The Dual Strike is essentially a two-handed controller that consists of two handles or grips connected by a ball-and-socket joint. I will name the left grip the "Movement Control" (MC) and the right grip, the "Perspective Control" (PC) for convenience sake. The MC houses an 8-way hat switch (directional pad) that is used for forward movement, back pedalling and left and right strafing. The PC is able to swivel and rotate about the axes. This is mainly used for perspective control and aiming.The ergonomics of the controller is pretty good and one can easily get a firm and comfortable grip on it.


A Closeup of the Ball and Socket joint and the Accompanying Label

There are altogether 8 configurable buttons on the Dual Strike. Two of these are usually reserved for primary and secondary trigger controls and are located to the front of the controller where your index fingers will rest. Out of the remaining six, four buttons are located on the PC and two on the MC. The four on the PC are arranged in the form of a diamond and will map your controls for jumping, weapons changing, crouching, et cetera. The two on the MC will require you to lift your thumb off the directional hat switch to reach them and will probably map non-essential miscellaneous controls. In addition, there is a Shift button that toggles between two possible controls mapped onto each button. Therefore, there are theoretically 16 possible useful control mappings allowed on the Dual Strike.

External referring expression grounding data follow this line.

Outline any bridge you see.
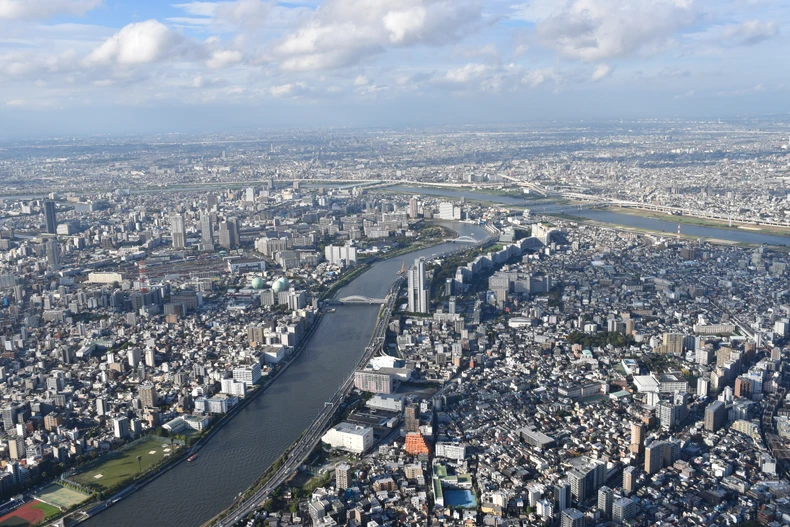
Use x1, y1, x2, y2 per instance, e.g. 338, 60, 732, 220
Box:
325, 295, 387, 305
446, 235, 479, 243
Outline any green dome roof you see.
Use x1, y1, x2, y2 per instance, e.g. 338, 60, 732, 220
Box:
251, 277, 265, 289
272, 277, 290, 293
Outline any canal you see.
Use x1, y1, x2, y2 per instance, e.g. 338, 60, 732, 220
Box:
84, 222, 488, 527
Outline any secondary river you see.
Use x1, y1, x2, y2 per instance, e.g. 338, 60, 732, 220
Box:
84, 221, 488, 527
388, 186, 790, 247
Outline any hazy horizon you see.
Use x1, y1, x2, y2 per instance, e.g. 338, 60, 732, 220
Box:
1, 0, 788, 137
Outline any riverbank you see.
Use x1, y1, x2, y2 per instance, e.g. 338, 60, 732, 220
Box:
70, 312, 327, 525
548, 211, 790, 248
608, 206, 790, 236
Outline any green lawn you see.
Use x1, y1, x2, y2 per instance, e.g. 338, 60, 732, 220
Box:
30, 502, 59, 521
70, 439, 180, 493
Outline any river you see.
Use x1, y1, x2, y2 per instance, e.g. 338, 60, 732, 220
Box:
84, 221, 488, 527
387, 186, 790, 247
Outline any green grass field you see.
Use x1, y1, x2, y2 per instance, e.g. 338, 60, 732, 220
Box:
70, 439, 180, 493
35, 484, 90, 509
0, 500, 60, 527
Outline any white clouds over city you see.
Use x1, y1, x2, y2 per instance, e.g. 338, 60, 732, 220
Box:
0, 0, 787, 128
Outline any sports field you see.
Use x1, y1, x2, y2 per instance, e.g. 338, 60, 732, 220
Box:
0, 500, 59, 527
35, 484, 90, 509
70, 439, 180, 492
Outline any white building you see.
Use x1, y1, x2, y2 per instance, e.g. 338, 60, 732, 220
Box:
232, 363, 262, 386
437, 202, 461, 220
321, 422, 373, 454
221, 378, 248, 397
324, 244, 358, 266
435, 442, 467, 461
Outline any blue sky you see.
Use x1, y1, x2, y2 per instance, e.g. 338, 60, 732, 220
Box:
0, 0, 788, 136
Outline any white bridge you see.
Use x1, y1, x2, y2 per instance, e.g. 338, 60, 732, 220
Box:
326, 295, 387, 305
447, 236, 478, 243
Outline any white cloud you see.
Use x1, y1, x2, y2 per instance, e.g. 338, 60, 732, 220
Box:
85, 20, 194, 66
267, 0, 482, 71
0, 0, 101, 20
521, 67, 562, 87
206, 49, 242, 68
591, 63, 612, 81
723, 20, 779, 45
172, 2, 219, 17
214, 0, 274, 29
533, 0, 698, 61
442, 63, 491, 84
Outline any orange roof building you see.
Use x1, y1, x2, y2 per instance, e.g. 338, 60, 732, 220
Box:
404, 432, 430, 455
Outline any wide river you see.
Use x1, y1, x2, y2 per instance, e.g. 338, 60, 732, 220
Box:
388, 186, 790, 247
84, 221, 488, 527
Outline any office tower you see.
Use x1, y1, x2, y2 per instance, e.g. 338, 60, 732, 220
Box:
622, 466, 636, 495
645, 442, 664, 475
560, 508, 584, 527
630, 422, 645, 455
170, 213, 186, 249
43, 200, 57, 234
405, 404, 420, 432
336, 463, 352, 490
219, 217, 239, 250
96, 398, 108, 416
613, 497, 638, 523
139, 382, 159, 408
200, 213, 213, 248
448, 297, 457, 315
409, 197, 419, 219
704, 400, 727, 432
554, 482, 571, 512
598, 486, 613, 519
8, 437, 25, 460
46, 239, 60, 269
407, 257, 429, 313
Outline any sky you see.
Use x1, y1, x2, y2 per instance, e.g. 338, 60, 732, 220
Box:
0, 0, 788, 136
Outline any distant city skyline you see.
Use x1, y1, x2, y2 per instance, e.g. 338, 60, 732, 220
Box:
0, 0, 788, 136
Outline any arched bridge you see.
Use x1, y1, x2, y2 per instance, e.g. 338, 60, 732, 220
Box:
446, 235, 478, 243
326, 295, 387, 305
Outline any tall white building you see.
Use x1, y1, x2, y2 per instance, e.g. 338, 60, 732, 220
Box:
408, 257, 429, 313
200, 213, 213, 248
325, 244, 358, 266
170, 213, 186, 249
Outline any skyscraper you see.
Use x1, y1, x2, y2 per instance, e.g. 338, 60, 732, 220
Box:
407, 257, 429, 313
645, 442, 664, 475
630, 422, 645, 455
405, 404, 420, 432
409, 197, 419, 219
704, 400, 727, 432
200, 213, 213, 249
43, 200, 57, 234
170, 213, 186, 250
46, 239, 60, 269
219, 217, 240, 250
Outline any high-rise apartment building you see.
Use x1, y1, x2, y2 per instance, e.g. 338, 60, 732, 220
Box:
200, 213, 213, 248
336, 463, 352, 490
170, 213, 186, 249
407, 257, 429, 313
405, 404, 420, 432
43, 200, 57, 234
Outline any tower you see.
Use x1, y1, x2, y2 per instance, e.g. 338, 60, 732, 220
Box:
170, 213, 186, 250
405, 404, 420, 432
407, 257, 429, 313
598, 486, 613, 519
630, 422, 645, 455
43, 200, 57, 234
200, 213, 213, 249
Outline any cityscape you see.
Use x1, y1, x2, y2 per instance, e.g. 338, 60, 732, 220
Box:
1, 0, 790, 527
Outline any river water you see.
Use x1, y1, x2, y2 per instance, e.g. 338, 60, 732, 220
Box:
84, 222, 487, 527
388, 186, 790, 247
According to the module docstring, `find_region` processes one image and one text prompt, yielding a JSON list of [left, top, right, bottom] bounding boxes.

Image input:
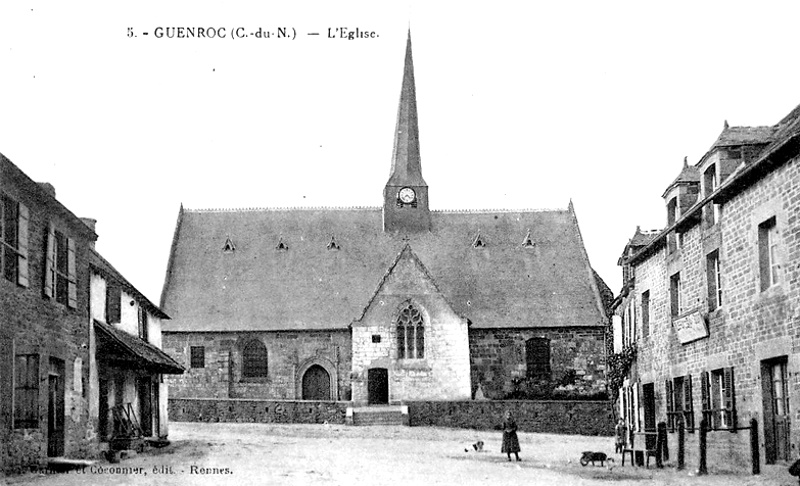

Four Members of the Microsoft Game Controller Family. Clockwise from Top Left : Freestyle Pro, Sidewinder Precision Pro, Gampad Pro, Dual Strike

Installation
Installation is quite simple and straightforward. The Windows 98 CD must be kept handy because some additional files from it are required. The new Microsoft Sidewinder 4.0 Game Controller software is first installed from the given CD. The next step involves plugging the Dual Strike into a vacant USB port. Windows 98 will then automatically detech the controller. Following that, the drivers will then be correspondingly installed.

Take note that version 4.0 of the Sidewinder software works only with Sidewinder USB-only game controllers. You will still need to use version 3.02 or earlier to customise version 3.02-compatible game controllers. This means that gameport-only controllers like the Sidewinder Precision Pro will not work with this new version.


Sidewinder Central Ver 4.0

However, there is a minor gripe in the setting up of the Dual Strike. There is some problem with the Dual Strike coexisting with my venerable Sidewinder Freestyle Pro. With the existing Sidewinder Freestyle Pro connected to the PC, the Dual Strike cannot be detected during bootup. The workaround is to disconnect the Dual Strike and plug it in again. To ease things, I disconnected the Freestyle Pro for the duration of the review.